As for memcpy - usually you just do for loop, like Casey does, and copy needed data manually. This way compiler can optimize this copy better than generic memcpy. If it sees that length is 8 bytes, then it can generate just one mov instruction in x86_64.

For generic whatever-amount-of-bytes memcpy you can use architecture specific stuff. For example, on Intel arch you can use simple rep movsb instruction:

inline void CopyMemory(uint8_t* dst, const uint8_t* src, size_t size)
{
    assert(src >= dst + size || src + size <= dst); // only for non-overlapping ranges
    __movsb(dst, src, size);
}

For discussion about how to implement memcpy and benchmarks for different implementations see this topic: https://hero.handmade.network/forums/code-discussion/t/157
rep movsb on modern CPU's is not so bad.
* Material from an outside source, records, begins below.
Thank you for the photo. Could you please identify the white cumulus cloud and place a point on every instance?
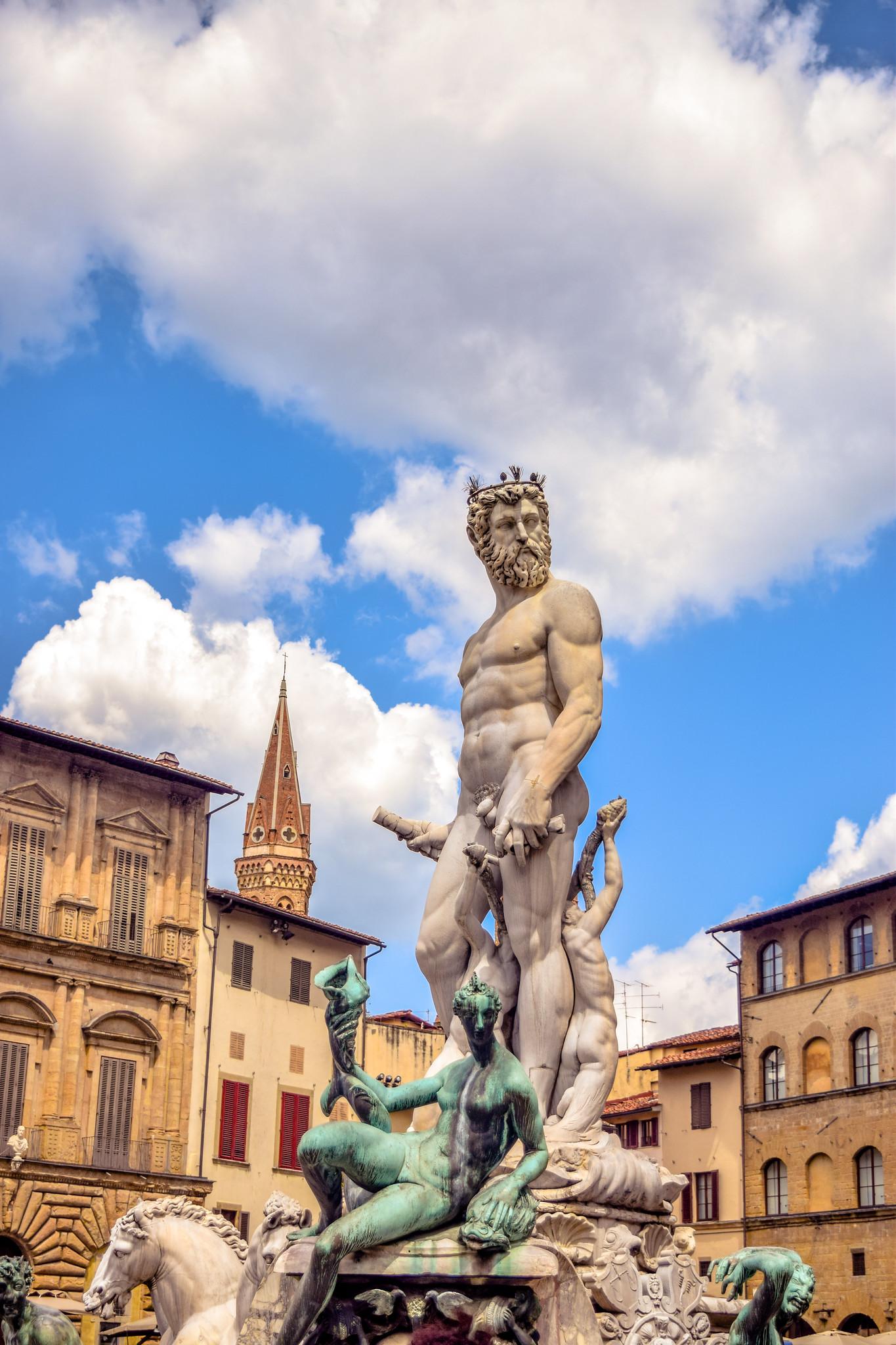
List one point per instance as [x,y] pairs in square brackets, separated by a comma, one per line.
[644,248]
[136,671]
[236,565]
[689,988]
[41,553]
[855,854]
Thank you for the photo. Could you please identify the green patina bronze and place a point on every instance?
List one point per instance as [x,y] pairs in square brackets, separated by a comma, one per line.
[24,1323]
[418,1183]
[785,1293]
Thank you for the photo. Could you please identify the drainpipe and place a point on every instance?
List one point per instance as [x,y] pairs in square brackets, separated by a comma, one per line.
[735,965]
[367,958]
[214,931]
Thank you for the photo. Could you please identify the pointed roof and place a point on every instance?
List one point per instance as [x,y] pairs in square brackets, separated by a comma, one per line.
[277,818]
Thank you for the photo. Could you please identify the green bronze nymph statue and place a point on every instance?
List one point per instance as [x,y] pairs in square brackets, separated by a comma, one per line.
[784,1296]
[421,1181]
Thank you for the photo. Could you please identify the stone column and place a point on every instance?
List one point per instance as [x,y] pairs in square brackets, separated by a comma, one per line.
[175,826]
[72,1061]
[175,1069]
[160,1070]
[51,1099]
[88,833]
[73,831]
[186,879]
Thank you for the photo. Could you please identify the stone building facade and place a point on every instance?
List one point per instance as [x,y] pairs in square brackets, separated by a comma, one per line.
[102,860]
[261,1033]
[819,985]
[687,1116]
[399,1047]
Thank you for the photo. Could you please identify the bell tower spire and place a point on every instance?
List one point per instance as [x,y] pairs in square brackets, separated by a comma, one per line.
[276,865]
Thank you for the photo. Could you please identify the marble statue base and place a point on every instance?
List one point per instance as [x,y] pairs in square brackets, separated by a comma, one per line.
[612,1277]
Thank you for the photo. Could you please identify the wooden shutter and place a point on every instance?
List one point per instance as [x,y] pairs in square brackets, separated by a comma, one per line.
[700,1107]
[687,1201]
[14,1069]
[241,971]
[295,1115]
[300,981]
[128,911]
[234,1121]
[114,1107]
[24,877]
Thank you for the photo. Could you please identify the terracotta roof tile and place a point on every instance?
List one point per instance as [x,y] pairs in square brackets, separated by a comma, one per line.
[688,1039]
[293,917]
[720,1051]
[53,736]
[622,1106]
[820,899]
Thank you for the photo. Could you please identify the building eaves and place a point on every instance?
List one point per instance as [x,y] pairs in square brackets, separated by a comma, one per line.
[723,1051]
[116,757]
[821,899]
[688,1039]
[625,1106]
[236,899]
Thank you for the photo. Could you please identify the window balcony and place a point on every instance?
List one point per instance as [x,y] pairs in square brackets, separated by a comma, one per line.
[74,925]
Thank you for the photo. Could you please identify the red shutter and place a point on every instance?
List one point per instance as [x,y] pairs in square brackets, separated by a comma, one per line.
[687,1211]
[295,1115]
[234,1121]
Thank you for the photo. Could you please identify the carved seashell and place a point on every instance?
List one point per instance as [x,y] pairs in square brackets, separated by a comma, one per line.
[570,1234]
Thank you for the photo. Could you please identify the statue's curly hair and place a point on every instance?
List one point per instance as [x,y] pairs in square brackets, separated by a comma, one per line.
[476,989]
[16,1270]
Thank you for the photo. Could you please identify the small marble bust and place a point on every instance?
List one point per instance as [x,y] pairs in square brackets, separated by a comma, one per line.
[19,1146]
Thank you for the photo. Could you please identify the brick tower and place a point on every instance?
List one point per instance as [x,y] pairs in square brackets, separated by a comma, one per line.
[276,865]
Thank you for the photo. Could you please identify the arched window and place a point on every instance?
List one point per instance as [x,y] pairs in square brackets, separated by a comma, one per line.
[865,1067]
[820,1183]
[870,1178]
[775,1176]
[771,969]
[817,1066]
[773,1075]
[860,944]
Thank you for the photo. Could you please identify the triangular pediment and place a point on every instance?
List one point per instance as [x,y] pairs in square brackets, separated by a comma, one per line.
[35,794]
[136,821]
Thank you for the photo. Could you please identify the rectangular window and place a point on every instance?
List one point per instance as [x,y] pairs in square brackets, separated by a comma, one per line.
[651,1132]
[295,1116]
[300,981]
[128,907]
[234,1121]
[241,970]
[114,1107]
[687,1201]
[700,1107]
[707,1193]
[629,1134]
[14,1071]
[24,877]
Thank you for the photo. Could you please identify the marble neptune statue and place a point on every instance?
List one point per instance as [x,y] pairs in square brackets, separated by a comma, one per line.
[531,708]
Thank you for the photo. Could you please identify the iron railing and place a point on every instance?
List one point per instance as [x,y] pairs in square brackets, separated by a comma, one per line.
[135,1156]
[73,926]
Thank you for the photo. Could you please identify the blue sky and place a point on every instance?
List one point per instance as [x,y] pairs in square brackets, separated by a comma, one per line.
[719,454]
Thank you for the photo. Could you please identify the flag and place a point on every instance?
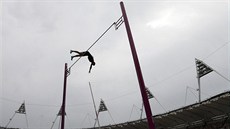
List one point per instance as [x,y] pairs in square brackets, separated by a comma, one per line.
[202,68]
[149,94]
[102,106]
[60,112]
[22,109]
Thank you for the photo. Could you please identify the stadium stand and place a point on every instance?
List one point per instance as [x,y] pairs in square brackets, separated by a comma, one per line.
[212,113]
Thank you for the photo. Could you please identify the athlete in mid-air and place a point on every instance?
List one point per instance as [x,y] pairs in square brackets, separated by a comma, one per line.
[81,54]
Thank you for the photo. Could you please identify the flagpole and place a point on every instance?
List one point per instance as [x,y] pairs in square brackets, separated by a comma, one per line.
[94,106]
[27,124]
[64,97]
[138,70]
[10,120]
[142,108]
[54,122]
[199,91]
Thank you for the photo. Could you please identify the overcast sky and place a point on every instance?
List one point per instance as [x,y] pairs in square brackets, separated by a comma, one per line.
[37,35]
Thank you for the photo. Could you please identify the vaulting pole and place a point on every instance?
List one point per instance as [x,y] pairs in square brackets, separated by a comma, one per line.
[64,98]
[94,107]
[138,70]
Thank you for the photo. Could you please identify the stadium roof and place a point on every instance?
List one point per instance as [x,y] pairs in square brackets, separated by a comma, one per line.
[214,109]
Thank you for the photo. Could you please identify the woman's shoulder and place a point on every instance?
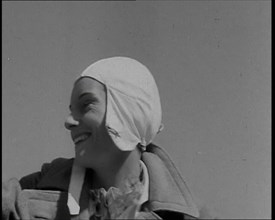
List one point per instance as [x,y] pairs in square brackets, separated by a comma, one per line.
[52,172]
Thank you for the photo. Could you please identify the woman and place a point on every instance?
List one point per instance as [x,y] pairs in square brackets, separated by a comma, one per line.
[117,172]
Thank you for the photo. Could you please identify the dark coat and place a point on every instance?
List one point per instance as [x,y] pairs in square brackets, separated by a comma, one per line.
[169,197]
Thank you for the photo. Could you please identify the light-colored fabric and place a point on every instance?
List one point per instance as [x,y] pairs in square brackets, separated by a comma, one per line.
[76,183]
[145,194]
[133,113]
[75,186]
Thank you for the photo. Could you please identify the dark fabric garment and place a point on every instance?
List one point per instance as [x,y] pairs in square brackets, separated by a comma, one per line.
[169,197]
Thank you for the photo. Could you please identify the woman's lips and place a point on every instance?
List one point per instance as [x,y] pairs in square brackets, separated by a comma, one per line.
[80,138]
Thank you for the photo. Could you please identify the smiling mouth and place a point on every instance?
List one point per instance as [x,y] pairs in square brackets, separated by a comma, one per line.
[81,138]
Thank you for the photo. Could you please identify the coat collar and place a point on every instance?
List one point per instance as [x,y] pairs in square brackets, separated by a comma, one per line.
[167,189]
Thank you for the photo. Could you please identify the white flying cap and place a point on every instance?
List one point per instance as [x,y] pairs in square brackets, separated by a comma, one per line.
[133,114]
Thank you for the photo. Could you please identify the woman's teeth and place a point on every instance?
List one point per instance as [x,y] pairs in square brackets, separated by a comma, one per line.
[81,138]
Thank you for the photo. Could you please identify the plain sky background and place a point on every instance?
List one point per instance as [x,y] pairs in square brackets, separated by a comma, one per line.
[211,61]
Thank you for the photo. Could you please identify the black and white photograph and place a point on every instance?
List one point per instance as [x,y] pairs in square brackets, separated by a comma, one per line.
[136,110]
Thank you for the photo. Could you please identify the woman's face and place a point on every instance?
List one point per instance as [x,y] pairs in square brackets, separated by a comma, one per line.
[93,145]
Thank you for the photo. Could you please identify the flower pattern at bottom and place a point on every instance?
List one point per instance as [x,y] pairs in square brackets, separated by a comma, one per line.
[116,203]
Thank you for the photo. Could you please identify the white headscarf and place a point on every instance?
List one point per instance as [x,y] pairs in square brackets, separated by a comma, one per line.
[133,114]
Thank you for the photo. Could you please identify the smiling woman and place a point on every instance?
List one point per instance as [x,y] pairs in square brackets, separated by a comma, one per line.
[117,172]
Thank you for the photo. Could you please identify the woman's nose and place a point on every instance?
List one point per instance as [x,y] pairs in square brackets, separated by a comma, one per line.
[71,122]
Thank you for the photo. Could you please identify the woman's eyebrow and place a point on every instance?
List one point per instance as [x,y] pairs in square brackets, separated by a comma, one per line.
[86,93]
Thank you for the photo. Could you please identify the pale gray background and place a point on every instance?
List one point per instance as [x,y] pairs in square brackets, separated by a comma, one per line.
[211,61]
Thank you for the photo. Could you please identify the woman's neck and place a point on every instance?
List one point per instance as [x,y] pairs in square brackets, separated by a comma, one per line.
[116,171]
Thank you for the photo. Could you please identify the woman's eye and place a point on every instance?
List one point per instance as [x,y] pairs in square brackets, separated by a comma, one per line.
[87,105]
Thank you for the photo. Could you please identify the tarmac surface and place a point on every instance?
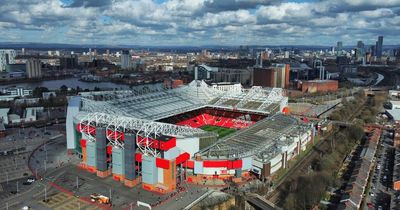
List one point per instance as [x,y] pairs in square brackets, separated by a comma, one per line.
[62,184]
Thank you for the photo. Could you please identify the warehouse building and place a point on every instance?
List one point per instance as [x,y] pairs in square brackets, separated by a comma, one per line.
[154,138]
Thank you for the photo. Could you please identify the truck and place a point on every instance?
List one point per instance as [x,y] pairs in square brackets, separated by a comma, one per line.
[99,198]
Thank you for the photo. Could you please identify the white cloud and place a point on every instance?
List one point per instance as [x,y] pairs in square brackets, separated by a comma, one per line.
[199,21]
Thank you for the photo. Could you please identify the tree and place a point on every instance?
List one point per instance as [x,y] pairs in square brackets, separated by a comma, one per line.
[64,89]
[38,91]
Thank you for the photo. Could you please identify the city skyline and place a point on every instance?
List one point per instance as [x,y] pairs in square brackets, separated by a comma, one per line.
[200,22]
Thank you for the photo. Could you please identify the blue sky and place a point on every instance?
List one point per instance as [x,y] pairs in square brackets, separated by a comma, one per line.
[200,22]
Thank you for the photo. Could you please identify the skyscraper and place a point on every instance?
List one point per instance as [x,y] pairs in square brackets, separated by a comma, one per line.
[339,48]
[378,48]
[360,51]
[125,59]
[34,68]
[6,57]
[360,44]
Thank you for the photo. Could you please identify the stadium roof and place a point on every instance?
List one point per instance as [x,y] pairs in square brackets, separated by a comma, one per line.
[264,140]
[157,103]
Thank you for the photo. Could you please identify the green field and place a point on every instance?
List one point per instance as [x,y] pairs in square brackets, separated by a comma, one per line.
[219,130]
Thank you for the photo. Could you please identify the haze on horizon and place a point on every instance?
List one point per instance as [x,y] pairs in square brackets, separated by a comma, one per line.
[200,22]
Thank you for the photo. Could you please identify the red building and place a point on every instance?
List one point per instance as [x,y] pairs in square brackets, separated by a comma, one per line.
[313,86]
[273,76]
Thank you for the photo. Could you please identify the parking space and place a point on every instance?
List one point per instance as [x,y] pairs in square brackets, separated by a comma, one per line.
[380,191]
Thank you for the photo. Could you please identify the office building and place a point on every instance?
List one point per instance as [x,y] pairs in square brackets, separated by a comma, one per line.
[34,68]
[276,75]
[339,48]
[126,59]
[6,57]
[379,46]
[69,62]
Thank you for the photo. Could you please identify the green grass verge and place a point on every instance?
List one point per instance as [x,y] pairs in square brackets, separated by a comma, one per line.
[219,130]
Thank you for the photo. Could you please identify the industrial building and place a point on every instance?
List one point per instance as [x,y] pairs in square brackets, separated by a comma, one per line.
[222,74]
[316,86]
[154,137]
[34,68]
[7,56]
[276,76]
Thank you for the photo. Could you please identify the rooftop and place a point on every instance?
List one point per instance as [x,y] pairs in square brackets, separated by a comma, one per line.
[156,104]
[265,139]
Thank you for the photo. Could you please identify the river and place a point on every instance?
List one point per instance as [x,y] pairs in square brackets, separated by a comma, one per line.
[69,82]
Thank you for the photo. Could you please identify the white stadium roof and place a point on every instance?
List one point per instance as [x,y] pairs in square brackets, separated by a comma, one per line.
[157,103]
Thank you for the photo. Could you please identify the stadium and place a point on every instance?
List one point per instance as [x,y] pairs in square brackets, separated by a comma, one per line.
[159,137]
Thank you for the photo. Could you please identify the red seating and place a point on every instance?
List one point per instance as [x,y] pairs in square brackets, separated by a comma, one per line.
[215,117]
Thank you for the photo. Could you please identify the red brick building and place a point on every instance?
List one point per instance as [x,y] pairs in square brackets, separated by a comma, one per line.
[313,86]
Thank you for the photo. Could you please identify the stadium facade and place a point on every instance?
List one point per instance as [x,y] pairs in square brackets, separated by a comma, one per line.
[153,136]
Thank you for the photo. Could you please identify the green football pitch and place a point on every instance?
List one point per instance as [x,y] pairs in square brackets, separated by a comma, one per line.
[219,130]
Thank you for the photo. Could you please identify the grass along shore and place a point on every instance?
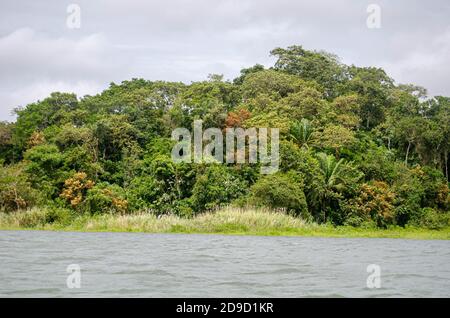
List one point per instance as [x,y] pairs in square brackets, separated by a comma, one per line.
[226,221]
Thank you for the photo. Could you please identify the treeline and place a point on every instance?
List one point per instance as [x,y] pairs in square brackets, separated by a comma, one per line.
[355,147]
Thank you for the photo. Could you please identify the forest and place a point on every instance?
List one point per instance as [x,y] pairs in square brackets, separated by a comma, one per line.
[356,148]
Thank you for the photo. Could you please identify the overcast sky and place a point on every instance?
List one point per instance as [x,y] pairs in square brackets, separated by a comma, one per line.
[185,40]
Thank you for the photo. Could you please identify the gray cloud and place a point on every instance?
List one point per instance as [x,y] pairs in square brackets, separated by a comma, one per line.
[186,40]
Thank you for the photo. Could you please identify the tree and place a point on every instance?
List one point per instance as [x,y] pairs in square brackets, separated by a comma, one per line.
[322,67]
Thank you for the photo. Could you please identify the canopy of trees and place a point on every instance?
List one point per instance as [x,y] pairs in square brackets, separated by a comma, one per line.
[355,147]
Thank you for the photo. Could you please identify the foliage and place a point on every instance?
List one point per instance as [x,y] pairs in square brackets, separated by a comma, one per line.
[355,147]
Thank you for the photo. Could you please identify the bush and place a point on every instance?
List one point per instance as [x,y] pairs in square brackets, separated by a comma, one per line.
[215,186]
[280,191]
[104,198]
[375,202]
[16,193]
[58,215]
[432,219]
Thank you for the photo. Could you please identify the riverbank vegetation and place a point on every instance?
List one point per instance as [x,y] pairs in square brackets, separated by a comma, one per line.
[356,150]
[226,221]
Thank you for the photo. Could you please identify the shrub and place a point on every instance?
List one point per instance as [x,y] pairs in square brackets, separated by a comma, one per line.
[280,190]
[103,198]
[432,219]
[75,189]
[375,202]
[16,192]
[215,186]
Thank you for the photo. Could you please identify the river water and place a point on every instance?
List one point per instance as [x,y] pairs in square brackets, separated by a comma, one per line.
[35,263]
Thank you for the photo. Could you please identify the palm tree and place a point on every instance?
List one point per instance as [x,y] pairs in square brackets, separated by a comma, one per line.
[302,132]
[333,182]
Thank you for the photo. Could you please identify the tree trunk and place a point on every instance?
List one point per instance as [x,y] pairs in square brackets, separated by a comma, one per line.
[407,152]
[446,164]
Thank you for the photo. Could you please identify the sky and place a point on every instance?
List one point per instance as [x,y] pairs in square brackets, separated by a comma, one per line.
[44,49]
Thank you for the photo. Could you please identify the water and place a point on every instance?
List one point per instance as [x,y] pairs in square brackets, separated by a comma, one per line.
[33,264]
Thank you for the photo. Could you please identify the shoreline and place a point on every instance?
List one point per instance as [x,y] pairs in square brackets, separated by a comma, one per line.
[223,222]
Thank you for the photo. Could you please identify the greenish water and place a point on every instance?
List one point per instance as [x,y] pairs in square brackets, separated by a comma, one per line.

CPU's have special optimizations for it.

@ratchetfreak: while x86 CPU has FPU instructions for sin/cos/atan2 you really shouldn't use them. SSE/SSE2 will give you better performance. And on x86_64 code it will avoid transferring values from SSE to x87 FPU registers and back again.

Edited by Mārtiņš Možeiko on May 9, 2016, 5:59pm

1

#8414

September 4, 2016

I was wondering what you thought of an alternative I found. If you change the entry function with the /ENTRY linker option, avoiding the crt entry function and also not using the crt anywhere else, the only function you depend on from the crt dlls in an optimised build is memset. Then you can statically link in only that function. This way you totally sidestep all the intrinsic functions and any other compiler functionality having to be copied or reimplemented. After all we want these functions anyway so I don't see a problem with getting them normally. It would probably be fine to use other simple functions like math ones too. As far as I can tell this works as you would want it to, but i'm not an expert.

Mārtiņš Možeiko

#8422

September 4, 2016

Yes, that is also an option what you can do to avoid CRT startup functionality. But the point of this topic was to avoid whole C runtime, because some people want to see (or write) all the code that runs in your program and not rely on some unknown code inserted by compiler.